In Stuttgart arbeiten Fraunhofer-Forscher an einer Technologie, die ein zentrales Problem der CO2-Abscheidung lösen soll: den hohen Energieverbrauch. Neuartige Membranadsorbern stehen dabei im Mittelpunkt. Sie sollen die Abtrennung von Kohlendioxid effizienter machen und den Prozess wirtschaftlich attraktiver gestalten.
Das Problem: Energiehunger bei der CO2-Abscheidung
Die Abscheidung von Kohlendioxid aus Abgasen oder der Atmosphäre gilt als wichtiger Baustein der Klimaschutzstrategie. Doch das Verfahren hat einen Haken. Die eingesetzten Materialien, sogenannte Adsorbenzien, müssen nach der CO2-Aufnahme regeneriert werden. Dieser Schritt verbraucht viel Energie.
Genau hier setzt das Stuttgarter Projekt an. Die Forscher wollen den Energiebedarf bei der Regeneration senken. Das würde die Gesamtbilanz der Technologie verbessern. Denn ein energieintensives Verfahren konterkariert den eigentlichen Klimaschutzeffekt.
Membranadsorbern als neuer Ansatz
Der Schlüssel liegt in der Kombination zweier bekannter Technologien. Membranen filtern Gase nach ihrer Größe und Durchlässigkeit. Adsorbenzien binden bestimmte Moleküle gezielt an ihrer Oberfläche. Die Fraunhofer-Forscher kombinieren beide Prinzipien in einem neuartigen Material.

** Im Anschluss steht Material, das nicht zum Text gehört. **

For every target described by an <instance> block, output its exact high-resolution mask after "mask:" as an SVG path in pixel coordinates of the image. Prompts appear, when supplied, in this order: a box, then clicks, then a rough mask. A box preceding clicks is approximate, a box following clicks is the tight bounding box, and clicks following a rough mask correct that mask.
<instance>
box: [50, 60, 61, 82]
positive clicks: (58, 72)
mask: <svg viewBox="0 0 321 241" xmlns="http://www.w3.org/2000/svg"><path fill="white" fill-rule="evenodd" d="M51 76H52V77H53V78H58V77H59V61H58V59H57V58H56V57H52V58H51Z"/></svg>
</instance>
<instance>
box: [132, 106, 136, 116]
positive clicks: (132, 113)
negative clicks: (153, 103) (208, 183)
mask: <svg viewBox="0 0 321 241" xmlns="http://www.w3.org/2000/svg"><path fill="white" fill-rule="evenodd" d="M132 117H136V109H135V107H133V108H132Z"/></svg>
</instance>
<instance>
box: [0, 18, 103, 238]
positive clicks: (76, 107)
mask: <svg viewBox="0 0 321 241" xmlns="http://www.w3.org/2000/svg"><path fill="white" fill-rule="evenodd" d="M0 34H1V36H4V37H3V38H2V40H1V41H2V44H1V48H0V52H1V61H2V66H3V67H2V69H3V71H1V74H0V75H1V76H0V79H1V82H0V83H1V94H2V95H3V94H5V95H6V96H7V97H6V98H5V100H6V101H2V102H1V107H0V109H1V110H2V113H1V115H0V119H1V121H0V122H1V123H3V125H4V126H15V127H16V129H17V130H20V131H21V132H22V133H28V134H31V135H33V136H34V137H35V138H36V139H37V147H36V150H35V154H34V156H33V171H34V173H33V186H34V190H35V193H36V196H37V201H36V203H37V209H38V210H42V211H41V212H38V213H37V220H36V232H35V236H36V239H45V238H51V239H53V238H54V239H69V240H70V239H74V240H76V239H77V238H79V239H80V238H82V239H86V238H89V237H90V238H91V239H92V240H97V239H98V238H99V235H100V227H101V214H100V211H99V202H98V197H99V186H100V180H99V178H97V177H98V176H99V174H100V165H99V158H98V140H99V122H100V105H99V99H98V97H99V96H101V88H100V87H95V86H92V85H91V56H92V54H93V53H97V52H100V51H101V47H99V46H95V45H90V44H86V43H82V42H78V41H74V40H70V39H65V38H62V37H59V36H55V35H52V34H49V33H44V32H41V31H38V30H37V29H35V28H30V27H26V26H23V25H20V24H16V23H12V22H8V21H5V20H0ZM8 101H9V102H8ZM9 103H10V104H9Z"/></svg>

Membranadsorbern verbinden die selektive Trennung durch Membranen mit der gezielten Bindung durch Adsorption. Das soll die CO2-Abscheidung präziser und energiesparender machen. Die Regeneration der Materialien soll weniger Energie erfordern als bei bisherigen Verfahren.
Effizienz als zentrales Entwicklungsziel
Die Technologie zielt nicht nur auf den Energieverbrauch. Sie soll den gesamten Abscheideprozess effizienter gestalten. Ein geringerer Energieeinsatz bedeutet niedrigere Betriebskosten. Das ist entscheidend für die spätere industrielle Anwendbarkeit.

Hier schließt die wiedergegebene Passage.